Sampai kapan kalian akan bilang, "kapan nikah?" Apa tidak ada bahasan lain selain itu. Sungguh tega sekali, bukannya mencarikan malah mencibir yang membuat hati ini menangis dalam senyuman pernikahan kalian. Apalagi saat kalian meng-upload foto pernikahan, kami sangat iri. Walapun kami datang untuk memberikan selamat, tetapi betapa hancurnya hati ini, melihat kalian menikah dan kalian bilang, "kapan nyusul nikah", "calonnya kok, nggak dibawa?"
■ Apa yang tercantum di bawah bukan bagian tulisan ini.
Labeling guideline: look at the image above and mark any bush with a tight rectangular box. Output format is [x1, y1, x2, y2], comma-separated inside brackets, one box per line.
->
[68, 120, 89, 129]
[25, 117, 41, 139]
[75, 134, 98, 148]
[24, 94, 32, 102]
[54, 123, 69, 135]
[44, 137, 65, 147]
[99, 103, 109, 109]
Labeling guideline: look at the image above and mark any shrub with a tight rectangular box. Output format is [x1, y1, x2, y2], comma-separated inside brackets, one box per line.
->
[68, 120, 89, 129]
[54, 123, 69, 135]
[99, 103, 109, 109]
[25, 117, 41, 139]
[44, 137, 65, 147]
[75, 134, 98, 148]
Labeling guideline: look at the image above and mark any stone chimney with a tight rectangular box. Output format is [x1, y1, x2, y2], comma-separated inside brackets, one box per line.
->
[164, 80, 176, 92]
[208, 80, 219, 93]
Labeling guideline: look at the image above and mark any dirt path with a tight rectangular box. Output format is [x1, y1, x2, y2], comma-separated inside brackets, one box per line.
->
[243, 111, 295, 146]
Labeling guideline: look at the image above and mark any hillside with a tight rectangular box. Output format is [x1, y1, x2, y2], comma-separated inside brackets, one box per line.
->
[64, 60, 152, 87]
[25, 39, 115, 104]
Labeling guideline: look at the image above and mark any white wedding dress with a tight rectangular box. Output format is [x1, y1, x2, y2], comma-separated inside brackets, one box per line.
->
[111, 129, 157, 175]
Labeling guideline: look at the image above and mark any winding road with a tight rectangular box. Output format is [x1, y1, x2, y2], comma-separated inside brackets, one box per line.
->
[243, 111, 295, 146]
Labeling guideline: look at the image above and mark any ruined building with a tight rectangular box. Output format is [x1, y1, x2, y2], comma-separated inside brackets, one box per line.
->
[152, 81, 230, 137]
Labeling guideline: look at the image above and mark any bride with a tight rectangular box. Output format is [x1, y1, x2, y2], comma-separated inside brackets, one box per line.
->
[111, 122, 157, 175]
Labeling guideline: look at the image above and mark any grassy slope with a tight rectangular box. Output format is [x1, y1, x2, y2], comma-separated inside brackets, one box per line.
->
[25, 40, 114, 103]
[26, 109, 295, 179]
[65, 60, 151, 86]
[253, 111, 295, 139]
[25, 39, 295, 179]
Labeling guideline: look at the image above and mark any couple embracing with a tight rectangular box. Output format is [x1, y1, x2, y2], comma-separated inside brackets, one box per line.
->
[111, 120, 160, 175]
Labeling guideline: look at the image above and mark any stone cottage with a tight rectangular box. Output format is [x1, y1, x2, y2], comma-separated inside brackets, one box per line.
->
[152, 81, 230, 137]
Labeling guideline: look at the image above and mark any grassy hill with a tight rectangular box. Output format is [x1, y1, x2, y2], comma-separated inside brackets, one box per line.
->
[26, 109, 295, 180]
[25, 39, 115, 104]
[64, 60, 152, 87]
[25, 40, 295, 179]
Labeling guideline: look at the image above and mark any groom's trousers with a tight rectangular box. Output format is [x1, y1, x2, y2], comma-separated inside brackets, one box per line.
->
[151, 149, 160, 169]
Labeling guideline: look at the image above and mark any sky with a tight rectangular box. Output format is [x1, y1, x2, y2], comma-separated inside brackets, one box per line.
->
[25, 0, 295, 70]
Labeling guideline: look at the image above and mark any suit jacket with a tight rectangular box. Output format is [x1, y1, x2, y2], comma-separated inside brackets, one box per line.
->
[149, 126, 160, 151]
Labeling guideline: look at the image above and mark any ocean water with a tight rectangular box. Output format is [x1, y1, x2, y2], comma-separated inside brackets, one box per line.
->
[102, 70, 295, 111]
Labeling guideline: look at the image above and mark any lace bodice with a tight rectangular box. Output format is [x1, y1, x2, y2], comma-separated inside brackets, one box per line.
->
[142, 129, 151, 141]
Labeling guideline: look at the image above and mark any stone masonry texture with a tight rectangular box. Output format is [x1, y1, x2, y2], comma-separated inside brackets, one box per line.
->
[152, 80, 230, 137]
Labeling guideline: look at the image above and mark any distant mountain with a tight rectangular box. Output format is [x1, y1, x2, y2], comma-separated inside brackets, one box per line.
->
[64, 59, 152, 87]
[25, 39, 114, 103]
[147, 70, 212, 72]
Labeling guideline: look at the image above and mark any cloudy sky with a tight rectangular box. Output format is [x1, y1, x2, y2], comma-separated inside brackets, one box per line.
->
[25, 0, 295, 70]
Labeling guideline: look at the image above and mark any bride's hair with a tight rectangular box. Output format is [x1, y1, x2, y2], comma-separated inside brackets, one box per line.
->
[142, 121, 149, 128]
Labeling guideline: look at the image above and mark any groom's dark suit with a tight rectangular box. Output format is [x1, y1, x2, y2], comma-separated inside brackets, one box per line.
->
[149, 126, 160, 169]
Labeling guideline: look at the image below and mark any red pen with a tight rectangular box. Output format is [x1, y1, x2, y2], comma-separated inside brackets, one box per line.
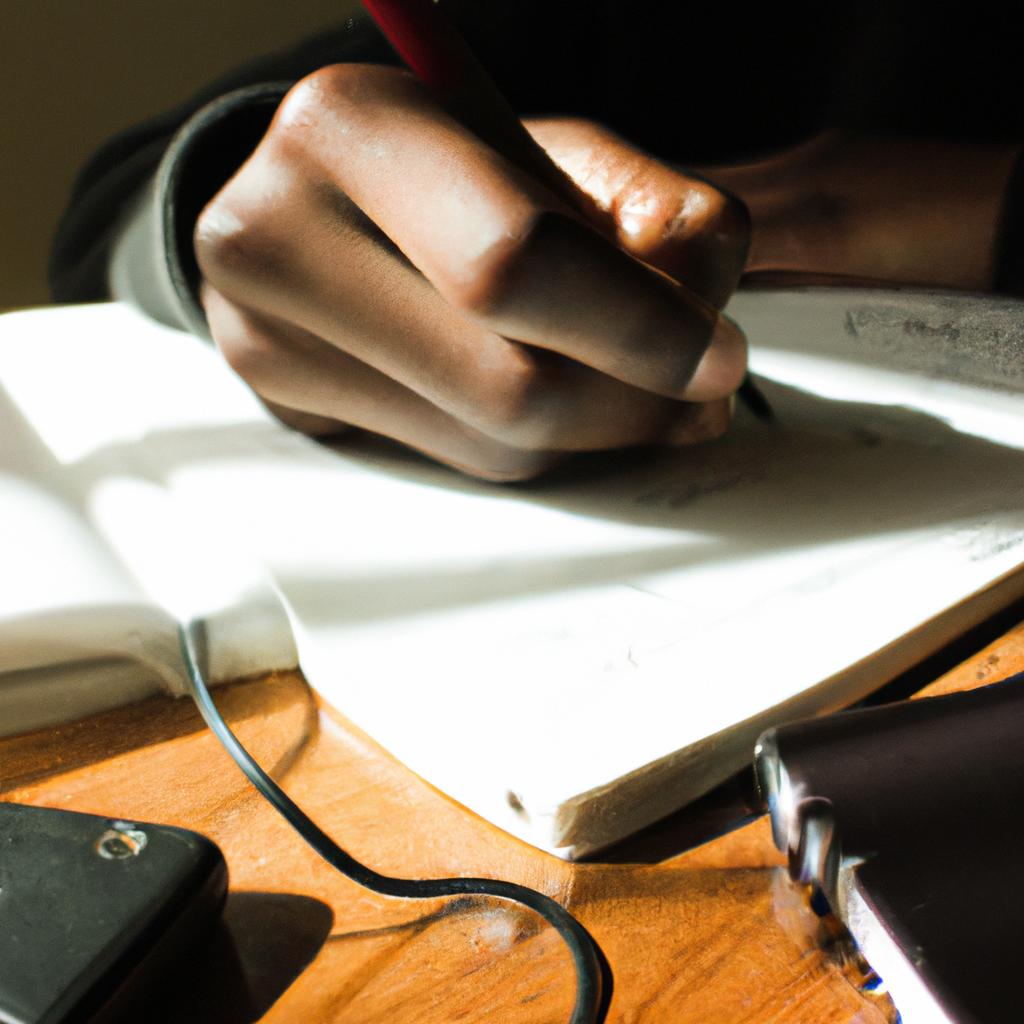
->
[364, 0, 579, 208]
[362, 0, 774, 421]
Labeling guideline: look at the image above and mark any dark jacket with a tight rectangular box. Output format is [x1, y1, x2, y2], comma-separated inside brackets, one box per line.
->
[50, 0, 1024, 330]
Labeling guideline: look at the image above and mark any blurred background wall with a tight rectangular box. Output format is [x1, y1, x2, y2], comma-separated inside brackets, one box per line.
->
[0, 0, 356, 309]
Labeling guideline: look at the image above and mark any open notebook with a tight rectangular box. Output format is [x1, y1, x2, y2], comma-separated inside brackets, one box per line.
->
[6, 290, 1024, 856]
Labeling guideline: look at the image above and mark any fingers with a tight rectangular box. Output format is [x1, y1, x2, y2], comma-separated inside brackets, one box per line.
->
[196, 68, 745, 480]
[527, 118, 751, 307]
[260, 66, 745, 400]
[204, 289, 561, 481]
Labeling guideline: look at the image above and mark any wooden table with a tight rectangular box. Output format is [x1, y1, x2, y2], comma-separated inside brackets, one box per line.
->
[0, 626, 1024, 1024]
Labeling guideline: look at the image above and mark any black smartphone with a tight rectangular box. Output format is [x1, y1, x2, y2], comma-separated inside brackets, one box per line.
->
[0, 803, 227, 1024]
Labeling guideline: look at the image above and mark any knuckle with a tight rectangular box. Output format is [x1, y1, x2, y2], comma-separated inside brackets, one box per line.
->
[274, 63, 409, 135]
[476, 352, 559, 451]
[193, 184, 281, 287]
[443, 201, 566, 319]
[459, 449, 560, 483]
[677, 184, 751, 253]
[211, 325, 281, 389]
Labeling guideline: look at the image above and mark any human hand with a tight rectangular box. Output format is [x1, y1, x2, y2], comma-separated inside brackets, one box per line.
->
[196, 65, 749, 480]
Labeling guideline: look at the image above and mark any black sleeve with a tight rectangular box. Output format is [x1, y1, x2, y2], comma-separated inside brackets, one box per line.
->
[49, 18, 395, 329]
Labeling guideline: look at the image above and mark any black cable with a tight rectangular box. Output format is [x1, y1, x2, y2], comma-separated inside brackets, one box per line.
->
[178, 622, 607, 1024]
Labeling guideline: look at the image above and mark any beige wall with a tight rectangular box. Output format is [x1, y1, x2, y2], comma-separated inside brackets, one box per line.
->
[0, 0, 355, 308]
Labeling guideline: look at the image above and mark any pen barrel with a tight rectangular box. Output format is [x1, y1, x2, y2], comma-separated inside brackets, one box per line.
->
[362, 0, 577, 201]
[756, 674, 1024, 857]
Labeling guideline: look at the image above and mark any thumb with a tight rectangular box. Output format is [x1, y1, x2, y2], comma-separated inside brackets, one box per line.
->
[526, 118, 751, 308]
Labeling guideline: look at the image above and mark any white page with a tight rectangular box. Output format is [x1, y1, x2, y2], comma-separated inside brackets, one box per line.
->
[0, 293, 1024, 853]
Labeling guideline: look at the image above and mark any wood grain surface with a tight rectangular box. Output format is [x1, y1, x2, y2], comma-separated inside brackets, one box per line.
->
[0, 626, 1024, 1024]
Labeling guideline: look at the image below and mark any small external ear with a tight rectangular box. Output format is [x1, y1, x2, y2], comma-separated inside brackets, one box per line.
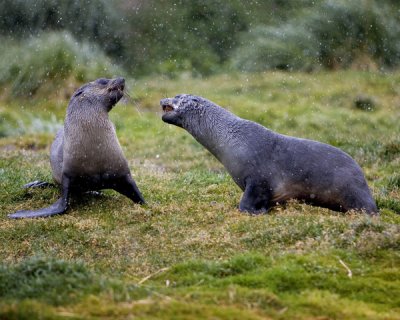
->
[74, 90, 83, 97]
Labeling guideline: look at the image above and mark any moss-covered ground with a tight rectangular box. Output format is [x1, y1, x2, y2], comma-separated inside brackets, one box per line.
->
[0, 71, 400, 319]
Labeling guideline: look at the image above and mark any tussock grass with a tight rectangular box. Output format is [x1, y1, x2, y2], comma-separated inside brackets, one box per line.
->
[0, 72, 400, 319]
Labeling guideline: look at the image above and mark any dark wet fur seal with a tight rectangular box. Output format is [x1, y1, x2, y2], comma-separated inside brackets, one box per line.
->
[160, 94, 378, 214]
[9, 78, 145, 219]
Memang benar, umur 25 sangat rentan sekali dengan pertanyaan itu, apalagi untuk para wanita yang sampai saat ini belum juga memiliki calon pendamping. Tetapi apakah kalian yang bilang, "kapan nikah" itu sadar telah melukai hati ini. Kalian itu sungguh terlalu!
Sumber foto: hdwallpapersimages.com
Kami para jomblo tua berumur 25 sangat ingin seperti kalian, sangat ingin tersenyum lepas selepas-lepasnya. Kami pun sudah berjanji, jikalau nanti sudah ada calon, pasti kami akan segera menikah dan tak ingin seperti kalian yang bilang, "kapan nikah" pada orang lain.

Kami sadar, jika wajah kami tak secantik/setampan kalian yang dengan mudahnya dicari orang-orang. Kami juga sadar, bahwa diri kami memang jauh dari kata sempurna. Tapi sekali lagi, jangan buat kami ini terus menerus galau karena ucapan kalian, "kapan nikah."

Dahulu, saat kalian mengirimkan undangan pernikahan, kami tersenyum dan mendo'akan agar sakinah mawaddah warrahmah, tapi apa yang kalian balikkan pada kami? Hanya pertanyaan suram, "kapan nikah". Iya, kami memaklumi dengan kebahagian kalian, tetapi kalian lupakan kebahagiaan kami.

Apalagi saat nanti kalian memiliki momongan, kemudian dengan bangganya meng-upload si bayi mungil itu ke media sosial dengan menandai kami agar ikut mengkomentari. Kalian tahu?! Selain kami bahagian, kami juga ingin menghapus pertemanan itu. Kalian sungguh tidak tahu hati ini!

Apa kalian lupa dengan pertemanan dahulu, pertemanan untuk selalu bahagia bersama. Ah, kalian memang melupakan itu dan beralih menjadi manusia acuh. Kami merasa tersingkirkan dari kehidupan kalian. Saat kalian sudah berumah tangga, kalian pasti lupa tentang siap yang pernah membuat senyuman di wajah kalian. Kami, iya kami.

Sudahlah! Semua itu cukup menjadi pelajaran bagi kalian dan kami. Untuk kalian, semoga semakin bahagia bersama pasangan, dan untuk kami, kami akan segera menyusul walaupun kalian tidak bilang, "kapan nikah."